The Downside to Being Perfect

Is it good to be chirpy all the time?

I’ve been asking myself this lately because I am, mostly, chirpy. Over the years, I’ve become fairly comfortable in my own skin. And on the odd day when I’m not comfortable in that skin, I go jog it off. Simple.

But… despite several near-chances, and a still highly-confident agent (thank you, Alex!), I remain in waiting for the big break that my fans and supporters believe will come for my debut novel (thank you, guys, your support means so much to me!). And not having that big break more frequently than ever cuts into my self-esteem (among other things). Usually I shrug this off and carry on. It’s difficult to write when preoccupied with self-pity, so I elect to just get on with things. Novel #2 is done now and will soon be sent to publishers (watch out publishers, it’s coming your way!). Novel #3 is half-complete. So things are progressing and I ought to be content with that. I am content with that. I have a great agent, fans and supporters, competition wins, published short stories… and my personal life is wonderful, with a great Hubbie, two great kids, a house in the suburbs and no bombs flying overhead. So chirpy I remain.

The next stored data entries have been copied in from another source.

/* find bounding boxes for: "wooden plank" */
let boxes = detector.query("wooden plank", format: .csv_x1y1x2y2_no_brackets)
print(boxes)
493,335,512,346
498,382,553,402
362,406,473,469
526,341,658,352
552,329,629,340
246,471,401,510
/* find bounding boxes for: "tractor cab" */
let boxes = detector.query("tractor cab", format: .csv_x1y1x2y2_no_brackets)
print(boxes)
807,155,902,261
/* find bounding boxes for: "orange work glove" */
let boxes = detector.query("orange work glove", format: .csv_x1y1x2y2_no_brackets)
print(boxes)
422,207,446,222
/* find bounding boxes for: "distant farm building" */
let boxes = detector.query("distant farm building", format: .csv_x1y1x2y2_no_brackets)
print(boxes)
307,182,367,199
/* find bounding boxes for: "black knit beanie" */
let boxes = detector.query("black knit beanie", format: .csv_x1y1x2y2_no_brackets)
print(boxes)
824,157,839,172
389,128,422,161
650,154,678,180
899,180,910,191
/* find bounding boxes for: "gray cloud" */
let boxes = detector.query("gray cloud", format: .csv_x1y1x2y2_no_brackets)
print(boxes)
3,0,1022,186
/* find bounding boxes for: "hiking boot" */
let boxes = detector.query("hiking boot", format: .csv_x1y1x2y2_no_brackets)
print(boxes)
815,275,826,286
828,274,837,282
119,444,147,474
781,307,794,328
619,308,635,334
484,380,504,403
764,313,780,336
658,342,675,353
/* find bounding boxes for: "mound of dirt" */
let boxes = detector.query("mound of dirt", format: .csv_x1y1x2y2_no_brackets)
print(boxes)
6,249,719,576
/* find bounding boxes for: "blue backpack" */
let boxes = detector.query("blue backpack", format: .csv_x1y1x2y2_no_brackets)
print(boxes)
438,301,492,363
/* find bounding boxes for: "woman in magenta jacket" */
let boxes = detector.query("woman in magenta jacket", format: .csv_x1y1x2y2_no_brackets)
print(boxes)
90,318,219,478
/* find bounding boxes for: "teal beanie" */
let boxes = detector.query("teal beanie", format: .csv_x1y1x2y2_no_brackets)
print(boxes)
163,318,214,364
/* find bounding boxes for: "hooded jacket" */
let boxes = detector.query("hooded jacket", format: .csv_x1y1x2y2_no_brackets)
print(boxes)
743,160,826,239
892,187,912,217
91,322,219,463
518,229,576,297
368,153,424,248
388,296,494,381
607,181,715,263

But does being consistently chirpy have a downside?

I think it might. You see, a close friend of mine last year told me that she had difficulty sympathising with any problems I might have because…

your life is perfect

In truth, I’d suspected she felt this way for a while and it was a relief to finally hear it out loud. At the same time, it hurt because this particular friend was/is aware of the past personal struggles that paved the way for my life today and so, out of everyone, she should have appreciated that my chirpy little content life is at a level deserved. I don’t know how to handle that friendship now either, because there’s an imbalance – she perceives her problems as being greater than mine. What do I do with that? Don’t we all have problems? Isn’t friendship about sharing them?

She made me think, though, too – had I in some way contributed to her perception of my life as being perfect? And might others feel this way too?

Possibly.

I don’t think that my life is ‘perfect’. Hubbie and I have our financial struggles, same as everyone else. We doubt ourselves as parents, same as everyone else. We work hard every day, at night too. We constantly self-improve our home. We constantly strive for the best from ourselves. We have our health issues. None of it is easy. But because we’re the type to just knuckle down and just get on with things, we do achieve a fair amount.

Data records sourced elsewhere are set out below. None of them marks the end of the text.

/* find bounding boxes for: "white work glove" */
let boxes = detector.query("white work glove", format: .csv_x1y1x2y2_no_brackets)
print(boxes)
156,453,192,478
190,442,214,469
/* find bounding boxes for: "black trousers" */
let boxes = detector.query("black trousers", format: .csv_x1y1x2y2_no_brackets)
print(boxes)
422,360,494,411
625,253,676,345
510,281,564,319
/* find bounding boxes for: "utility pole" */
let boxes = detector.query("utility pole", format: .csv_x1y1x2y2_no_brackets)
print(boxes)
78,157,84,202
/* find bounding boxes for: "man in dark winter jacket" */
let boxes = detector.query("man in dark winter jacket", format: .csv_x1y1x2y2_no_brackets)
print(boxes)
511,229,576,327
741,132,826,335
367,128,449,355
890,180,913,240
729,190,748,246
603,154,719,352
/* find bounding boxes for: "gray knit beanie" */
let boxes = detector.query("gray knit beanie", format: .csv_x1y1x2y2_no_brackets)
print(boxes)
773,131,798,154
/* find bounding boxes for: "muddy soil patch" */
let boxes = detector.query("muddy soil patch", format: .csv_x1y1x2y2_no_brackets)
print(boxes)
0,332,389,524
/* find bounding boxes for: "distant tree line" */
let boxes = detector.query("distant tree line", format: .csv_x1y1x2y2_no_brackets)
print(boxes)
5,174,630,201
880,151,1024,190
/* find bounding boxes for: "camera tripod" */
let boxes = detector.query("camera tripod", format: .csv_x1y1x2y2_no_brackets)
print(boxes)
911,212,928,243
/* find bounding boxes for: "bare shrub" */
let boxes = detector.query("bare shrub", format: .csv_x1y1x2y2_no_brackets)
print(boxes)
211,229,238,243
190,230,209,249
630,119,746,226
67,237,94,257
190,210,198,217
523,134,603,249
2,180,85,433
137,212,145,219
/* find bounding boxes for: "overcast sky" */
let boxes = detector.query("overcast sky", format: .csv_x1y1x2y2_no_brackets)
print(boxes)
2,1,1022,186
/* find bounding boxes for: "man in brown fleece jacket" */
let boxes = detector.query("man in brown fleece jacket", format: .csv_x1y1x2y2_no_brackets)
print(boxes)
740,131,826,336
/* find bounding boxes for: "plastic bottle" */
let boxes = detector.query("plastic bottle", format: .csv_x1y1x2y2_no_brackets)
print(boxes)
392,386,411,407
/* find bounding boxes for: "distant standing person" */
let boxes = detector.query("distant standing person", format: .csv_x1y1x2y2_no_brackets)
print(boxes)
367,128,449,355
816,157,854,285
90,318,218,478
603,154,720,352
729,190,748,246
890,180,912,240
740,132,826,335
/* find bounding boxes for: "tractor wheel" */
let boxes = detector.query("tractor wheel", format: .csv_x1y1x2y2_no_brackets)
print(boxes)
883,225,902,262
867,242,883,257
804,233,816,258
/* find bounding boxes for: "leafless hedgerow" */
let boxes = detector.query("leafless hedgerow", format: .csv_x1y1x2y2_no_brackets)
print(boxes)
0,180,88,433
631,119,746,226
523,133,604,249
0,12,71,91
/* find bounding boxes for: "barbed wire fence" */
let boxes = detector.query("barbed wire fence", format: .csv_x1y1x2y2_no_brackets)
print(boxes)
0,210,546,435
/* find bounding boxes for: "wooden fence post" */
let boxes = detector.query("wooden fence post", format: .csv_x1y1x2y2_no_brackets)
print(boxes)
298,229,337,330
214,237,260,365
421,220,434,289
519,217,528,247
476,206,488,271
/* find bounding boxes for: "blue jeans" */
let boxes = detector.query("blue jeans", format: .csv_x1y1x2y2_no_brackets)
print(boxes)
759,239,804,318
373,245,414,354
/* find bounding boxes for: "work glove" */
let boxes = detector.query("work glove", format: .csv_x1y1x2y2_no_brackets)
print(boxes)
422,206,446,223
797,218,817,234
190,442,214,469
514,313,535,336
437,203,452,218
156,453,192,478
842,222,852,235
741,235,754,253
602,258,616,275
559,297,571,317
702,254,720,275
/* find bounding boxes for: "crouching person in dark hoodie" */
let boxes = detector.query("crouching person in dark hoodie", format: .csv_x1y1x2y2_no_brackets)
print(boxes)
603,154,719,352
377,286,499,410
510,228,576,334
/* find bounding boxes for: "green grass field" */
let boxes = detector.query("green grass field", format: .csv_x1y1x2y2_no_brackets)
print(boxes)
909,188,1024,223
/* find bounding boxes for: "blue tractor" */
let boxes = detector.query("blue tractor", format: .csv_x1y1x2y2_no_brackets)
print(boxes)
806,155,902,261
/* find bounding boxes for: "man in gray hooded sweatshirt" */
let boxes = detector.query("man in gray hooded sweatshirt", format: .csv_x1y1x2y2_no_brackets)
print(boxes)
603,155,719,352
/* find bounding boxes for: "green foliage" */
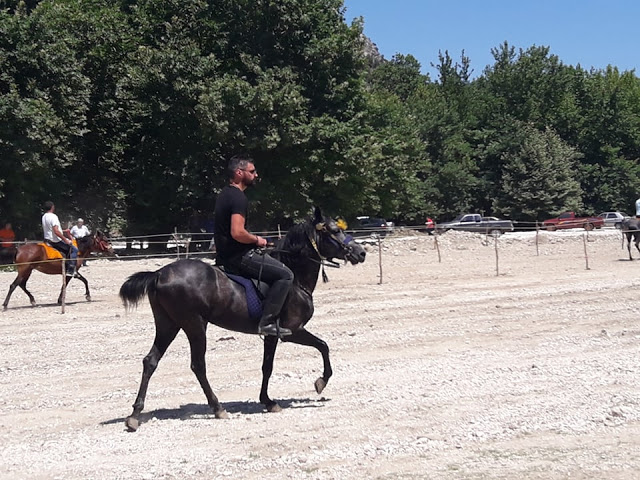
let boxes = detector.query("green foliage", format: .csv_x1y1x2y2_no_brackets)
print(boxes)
493,124,583,220
1,5,640,237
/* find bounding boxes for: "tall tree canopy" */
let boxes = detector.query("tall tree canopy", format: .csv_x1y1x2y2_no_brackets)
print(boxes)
1,2,639,239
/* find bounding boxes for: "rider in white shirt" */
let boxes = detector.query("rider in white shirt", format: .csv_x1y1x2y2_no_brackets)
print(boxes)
635,197,640,218
42,201,78,276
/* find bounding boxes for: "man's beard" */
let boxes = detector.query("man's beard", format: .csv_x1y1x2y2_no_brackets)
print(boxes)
244,177,259,188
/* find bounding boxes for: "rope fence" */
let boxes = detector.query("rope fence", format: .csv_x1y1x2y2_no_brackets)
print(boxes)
0,222,633,316
0,222,630,274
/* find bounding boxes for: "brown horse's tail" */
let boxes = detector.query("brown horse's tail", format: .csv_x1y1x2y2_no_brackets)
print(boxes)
119,271,158,311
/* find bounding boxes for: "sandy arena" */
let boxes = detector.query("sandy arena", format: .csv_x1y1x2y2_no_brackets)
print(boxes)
1,229,639,479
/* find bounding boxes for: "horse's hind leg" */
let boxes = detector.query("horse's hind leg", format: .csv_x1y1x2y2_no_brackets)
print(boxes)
126,312,180,432
183,320,228,419
3,269,35,309
282,328,333,395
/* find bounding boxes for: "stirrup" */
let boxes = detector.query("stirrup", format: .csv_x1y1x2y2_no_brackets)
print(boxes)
258,322,292,337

The downside to this though, I’ve now realised, is that if we constantly knuckle down and get on with things, if we don’t ever stop to let ourselves feel miserable about the struggles we do have – our friends don’t get to experience our journey with us and so can’t appreciate how deserved our achievements are when we eventually make them.

Perhaps if I had allowed my friend to see me upset with my struggles more often, she might have sympathised with me more too?

So, with that in mind, when I was feeling all deflated last week (it was simply one of those weeks), I went against my chirpy nature and posted about it on Facebook. I wasn’t feeling like getting on with things, so shared that:

FacebookBrave

We writers often have down moments like this, when we feel as if we’re never going to get where we want to go – where we know we ought to be. And the replies I got to my post were so very lovely and thoughtful and kind – thank you, my kind, lovely thoughtful supporters!

So I want to try and share my down moments with you more often. Not too often, because after all I’m not the whinging type. But perhaps if I share my occasional down moment with you, if I make sure you get to experience my full writing journey, as it happens, then when I do finally achieve my goals, you’ll be there celebrating alongside me.

Now, with those goals in mine, I’m going back to my normal state of mind now, and bringing chirpy back. If you want to join me, here’s a video to get you there:

Want to see me fail? You’re better off trying to freeze hell…

Zena Shapter

Zena Shapter writes from a castle in a flying city hidden by a thundercloud, reaching across age and genre into the heart of storytelling. A multi-award-winning author of speculative and contemporary fiction, she teaches writing at festivals, libraries and schools, judges various literary awards, mentors and edits other writers, and encourages everyone to value the importance of creativity. She loves movies, frogs, chocolate, and potatoes, though not at the same time!

2 Comments:

  1. I always enjoy your blogs Zena, but this one hit particularly close to the bone. I also live my life with my glass half full but I also have days as a writer where it doesn’t matter how brilliant someone says my novel is, I feel completely the opposite. Your honest and down-to-earth admissions are just what I needed to clear #writersblock – thank you!